BMJ 2004; 328 doi: https://doi.org/10.1136/bmj.328.7446.976 (Published 22 April 2004) Cite this as: BMJ 2004;328:976
  1. Fabio Turone
  1. Milan

    An estimated 90% of GPs working in Italy's national health service took part in a one day strike on 16 April to protest about the government's proposed devolution of the service.

    But doctors say that devolving power to the regions would result in 21 small and under-financed regional health services, which would widen inequalities and compromise overallefficiency.

    “Better to go a few days without your GP now than risk spending the rest of your life without one” was the slogan coined by Dr Mario Falconi, secretary of the Italian Federation of General Practitioners (FIMMG), to which most of Italy's 54 000 family doctors belong.

    The president of the National Federation of Medical Boards, Dr Giuseppe Del Barone, has also sided with the protesters. “They are striking for absolutely legitimate reasons. Payments are uncertain, waiting lists are getting longer, contracts are not being renewed and the cost of drugs not reimbursed to patients is continuously increasing,” he said.


    Embedded Image

    Italian doctors went on strike again last week but did not demonstrate, as they did in 2000

    Credit: AGENZIA GRAZIA NERI

    Last Friday's protest was not the first, nor was it limited to family doctors: community paediatricians and emergency care doctors also took part. Today, hospital doctors and managers and private specialists working in the national health service were due to join a national march in Rome. This will be the fourth time that Italian doctors have gone on strike since last November.

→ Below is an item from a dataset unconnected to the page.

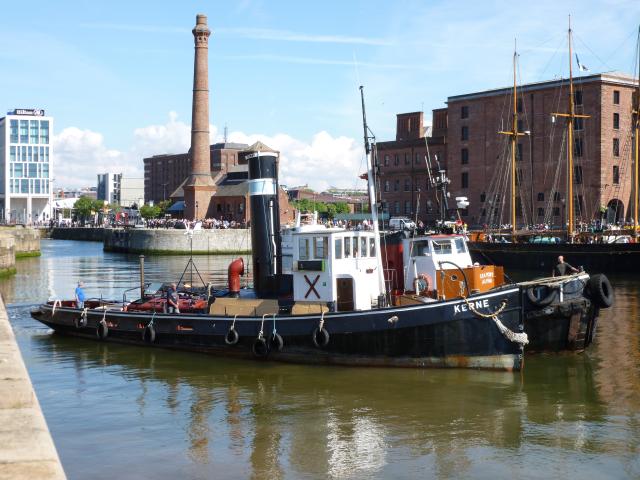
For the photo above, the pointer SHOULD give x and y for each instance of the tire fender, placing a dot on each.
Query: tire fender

    Most patients have backed the strikes. “Parents thanked us,” explained Dr Pier Luigi Tucci, president of the Italian Federation of Paediatricians. “They have understood that we oppose the idea of… children being totally taken care of in one region but neglected in another.”

    But health minister Girolamo Sirchia tried to reassure doctors and patients. “There isno reason to fear that the transfer of responsibilities to regions will introduce inequalities in health care,” Dr Sirchia said. “When devolution is approved, nothing will happen, as regions will have to respect national standards,” he added.

    But doctors were also striking over their national contracts and the agreement that defines the role and per capita fees of GPs working for the national health service. These expired in 2001 and have not yet been renewed.

    Meanwhile, the government is trying to combine general practice and paediatric services into primary care units providing 24 hour cover. The main doctors' unions differ in their responses to the move, with the Sindacato Nazionale Autonomo Medici Italiani totally opposed, while FIMMG is demanding an increase in per capita fees, on the grounds that the new system will require additional investment and will increase workloads.